This week, the Medicare Payment Advisory Commission (MedPAC) delivered its annual report to Congress that examines Medicare’s payment policies, including Medicare Advantage (MA). In this year’s report, MedPAC reiterated its position that Medicare pays more for MA enrollees than it does for similar beneficiaries enrolled in traditional Medicare and added that it is impossible to judge the quality of MA plans, including plans specifically designed for those who are dually eligible for Medicare and Medicaid.
By MedPAC’s estimates, Medicare pays four percent more for beneficiaries who are enrolled in MA than it would if those beneficiaries were covered by traditional Medicare. These overpayments are a result of many complex policy choices. MedPAC notes that MA plan payments include adjustments “to account for differences in expected beneficiary medical costs. The purpose of risk adjustment is to ensure that plans are adequately and fairly compensated for treating all categories of enrollees—those with high medical costs as well as those with less health care utilization.” But risk adjustment can be gamed by plans who claim enrollees are sicker than they truly are, driving up payments per enrollee with no benefit to the patient or Medicare.
MedPAC is not alone in identifying this MA practice, called “upcoding” or “uncorrected coding intensity,” as a significant issue. For example, the U.S. Department of Health and Human Services Office of the Inspector General flagged billions of dollars of payments to MA plans based on diagnoses that were found only on medical records and that did not lead to any treatment. Researchers have found similar results, showing that hundreds of billions of dollars may be at stake due to upcoding. And insurers have faced significant federal lawsuits for the practice as well.
MedPAC highlights this excess funding for several reasons: It is worsening Medicare’s long-term fiscal sustainability; people in traditional Medicare are paying extra to fund MA plans; and more beneficiaries are attracted to MA’s extra benefits which are funded by rebates from upcoding, leading to exponential increases in costs and an unbalanced playing field.
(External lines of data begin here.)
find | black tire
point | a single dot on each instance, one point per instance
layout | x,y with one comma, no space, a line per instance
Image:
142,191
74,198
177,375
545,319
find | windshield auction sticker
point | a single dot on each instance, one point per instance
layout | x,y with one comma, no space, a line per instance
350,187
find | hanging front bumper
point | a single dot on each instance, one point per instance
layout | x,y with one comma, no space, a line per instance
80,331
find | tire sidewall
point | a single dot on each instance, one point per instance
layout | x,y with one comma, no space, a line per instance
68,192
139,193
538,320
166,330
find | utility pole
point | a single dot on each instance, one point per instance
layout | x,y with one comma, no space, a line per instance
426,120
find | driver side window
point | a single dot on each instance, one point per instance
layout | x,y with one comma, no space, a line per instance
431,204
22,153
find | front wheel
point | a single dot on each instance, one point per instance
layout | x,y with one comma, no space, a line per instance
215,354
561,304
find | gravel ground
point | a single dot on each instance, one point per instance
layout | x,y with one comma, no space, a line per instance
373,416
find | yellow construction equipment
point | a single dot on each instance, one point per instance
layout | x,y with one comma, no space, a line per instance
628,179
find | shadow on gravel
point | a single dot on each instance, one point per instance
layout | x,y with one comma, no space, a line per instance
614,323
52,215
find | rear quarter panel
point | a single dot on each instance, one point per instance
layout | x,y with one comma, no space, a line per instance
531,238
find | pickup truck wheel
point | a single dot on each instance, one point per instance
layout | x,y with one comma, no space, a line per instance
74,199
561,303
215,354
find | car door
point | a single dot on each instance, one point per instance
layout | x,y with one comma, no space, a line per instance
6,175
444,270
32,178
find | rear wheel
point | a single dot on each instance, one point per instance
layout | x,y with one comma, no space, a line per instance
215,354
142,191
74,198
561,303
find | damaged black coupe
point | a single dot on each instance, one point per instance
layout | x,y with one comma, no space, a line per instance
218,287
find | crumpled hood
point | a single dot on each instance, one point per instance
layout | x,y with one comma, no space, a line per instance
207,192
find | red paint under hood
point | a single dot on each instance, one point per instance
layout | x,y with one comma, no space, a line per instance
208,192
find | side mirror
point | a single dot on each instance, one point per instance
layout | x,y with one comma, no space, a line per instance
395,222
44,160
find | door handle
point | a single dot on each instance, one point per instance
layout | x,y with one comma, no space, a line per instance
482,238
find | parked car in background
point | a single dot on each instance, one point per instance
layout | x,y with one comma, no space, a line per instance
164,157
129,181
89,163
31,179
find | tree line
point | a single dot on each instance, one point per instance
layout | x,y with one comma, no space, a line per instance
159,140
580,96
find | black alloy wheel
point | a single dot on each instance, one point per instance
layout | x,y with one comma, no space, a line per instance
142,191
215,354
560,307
In addition, MedPAC flags important gaps in quality information for MA plans, stating, “The current state of quality reporting is such that the Commission’s yearly updates can no longer provide an accurate description of the quality of care in MA.” The lack of reliable information on quality may put MA enrollees at risk. This problem is exacerbated in MA plans designed for those who are dually eligible for Medicare and Medicaid—D-SNPs. MedPAC is newly required to report on D-SNP quality, but it notes that “the performance data that MA plans report . . . provide limited insight on the relative performance of D–SNPs.”
Combined, these issues must be a wake-up call to policymakers about MA program payment, incentives, and oversight. We urge Congress and the Biden-Harris Administration to do more to rein in MA overpayment, to level the playing field between MA and traditional Medicare, and to find ways to meaningfully assess the quality of MA plans, especially D-SNPs.